Akihiro Suzuki was born in Kyoto, Japan, in 1991. He received the B.S., M.S and Ph.D degrees in Engineering from Tokushima University, Tokushima, Japan, in 2014, 2016 and 2019, respectively. In 2019, he joined the Institute of Post-LED Photonics, Tokushima University, Tokushima, Japan. His current research interest involves the interdisciplinary research of photonics and medicine, and the biomass conversion engineering by wood decomposition and photoreaction of bacteria.
Kentaro Nagamatsu received the B.S., M.S., and Ph.D degrees in Semiconductor Engineering from Meijo University, Aichi, Japan, in 2005, 2007, and 2010, respectively. He joined Semiconductor Device Research Center, Panasonic Co. Ltd., Kyoto, Japan, in 2010. Since 2016–2019, he worked in Nagoya University, and Mie University. Since 2019 April, he joined Institute of Post-LED photonics in Tokushima University as an Associate Professor. His technology expertise includes epitaxial growth in MOVPE and HVPE, process innovation, high-power LD, UV and visible LED. He is currently with the development of light-emitting diodes in UV region.

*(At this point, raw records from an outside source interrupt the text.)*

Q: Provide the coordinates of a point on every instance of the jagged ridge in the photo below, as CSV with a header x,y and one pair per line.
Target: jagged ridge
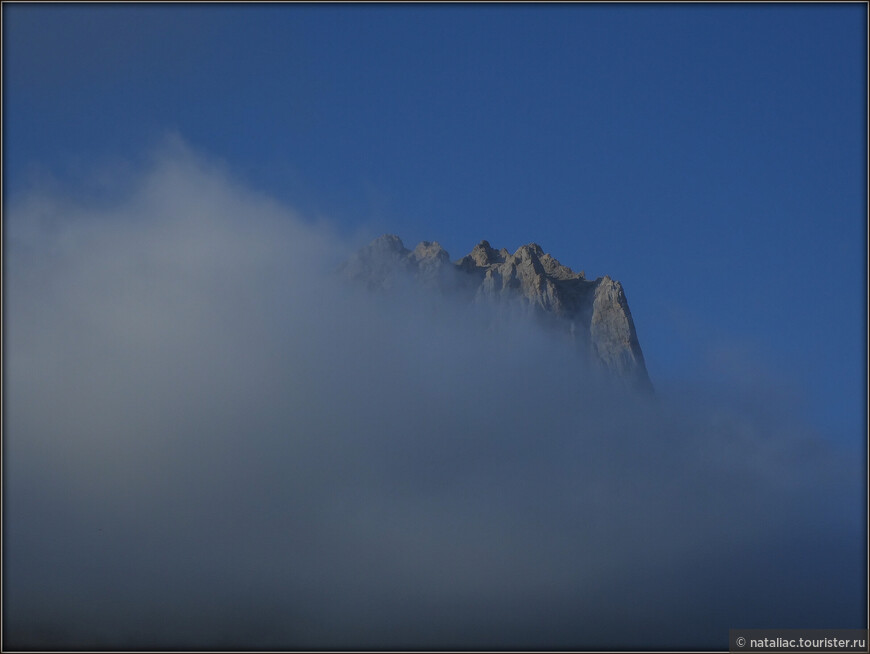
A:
x,y
594,313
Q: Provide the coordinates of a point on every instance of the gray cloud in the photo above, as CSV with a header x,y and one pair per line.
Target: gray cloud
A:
x,y
211,441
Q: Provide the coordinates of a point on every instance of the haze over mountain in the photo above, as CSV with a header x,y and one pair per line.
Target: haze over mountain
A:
x,y
212,440
594,315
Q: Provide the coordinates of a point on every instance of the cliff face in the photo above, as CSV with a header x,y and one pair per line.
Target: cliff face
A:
x,y
594,314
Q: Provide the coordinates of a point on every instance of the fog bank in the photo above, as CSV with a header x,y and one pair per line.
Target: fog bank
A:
x,y
212,440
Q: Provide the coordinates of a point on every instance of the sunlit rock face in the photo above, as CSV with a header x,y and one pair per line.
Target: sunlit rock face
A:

Takeshi Yasui received the first Ph.D degree in Engineering from the University of Tokushima, Tokushima, Japan, in 1997, and the second Ph.D degree in Medical Science from Nara Medical University, Nara, Japan, in 2013. From 1997 to 1999, he worked as a Post-Doctoral Research Fellow in the National Research Laboratory of Metrology, Japan. He was with the Graduate School of Engineering Science, Osaka University from 1999 to 2010, and was briefly with the University of Bordeaux I in 2007 and 2012, and with the University of Littoral Côted'Opale in 2010 as an Invited Professor. He is currently the Director and a Professor of the Institute of Post-LED Photonics, and a Vice Director of Research Organization, Tokushima University. He is also an Invited Professor of the Graduate School of Engineering Science, Osaka University. His research interests include THz instrumentation and metrology, second-harmonic-generation microscopy, and optical frequency comb.

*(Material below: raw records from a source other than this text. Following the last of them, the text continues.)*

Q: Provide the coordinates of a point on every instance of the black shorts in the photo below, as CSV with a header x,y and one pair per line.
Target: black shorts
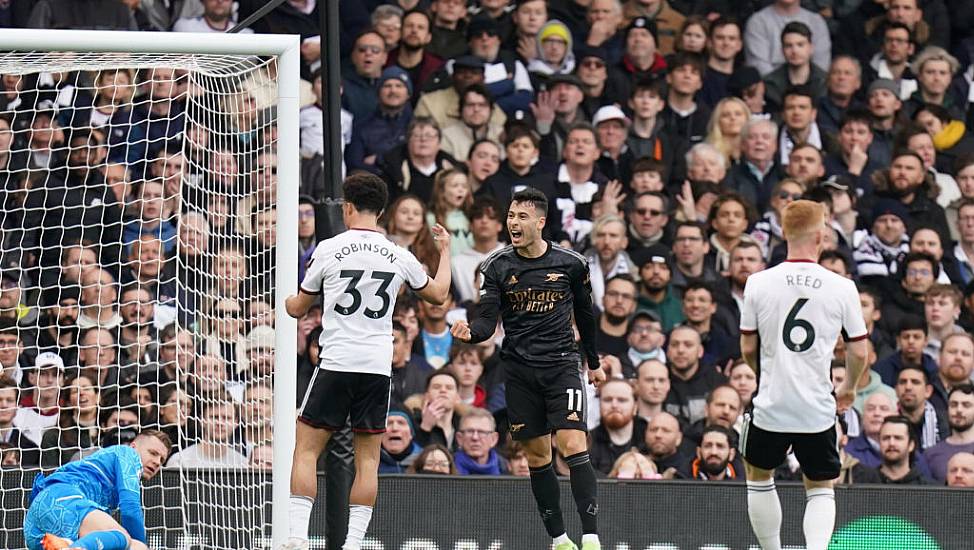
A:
x,y
543,400
818,453
333,397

Koji Yasutomo is a Professor of Graduate School of Biomedical Sciences, an Adjunct Professor of Institute of Advanced Medical Sciences, a Vice Director of Institute of post-LED photonics at Tokushima University. He received his M.D. and Ph.D at Tokushima University and did postdoctoral works in NIH, USA. His research group is focused on T cell biology and genetics of autoinflammatory disorders. He is the recipient of Japan Society for Immunology Prize and Kawano Prize in Pediatric Medicine.
Masako Nomaguchi is a Professor for Department of Microbiology of Graduate School of Biomedical Sciences, Tokushima University. She received her Ph.D from University of Occupational and Environmental Health, Fukuoka, Japan. She has been working on HIV/SIV research, especially focusing on virus mutation and adaptation. Recently, she and her collaborators have started basic and clinical studies on SARS-CoV-2, including development of anti-viral drugs and virus inactivation by DUV-LED.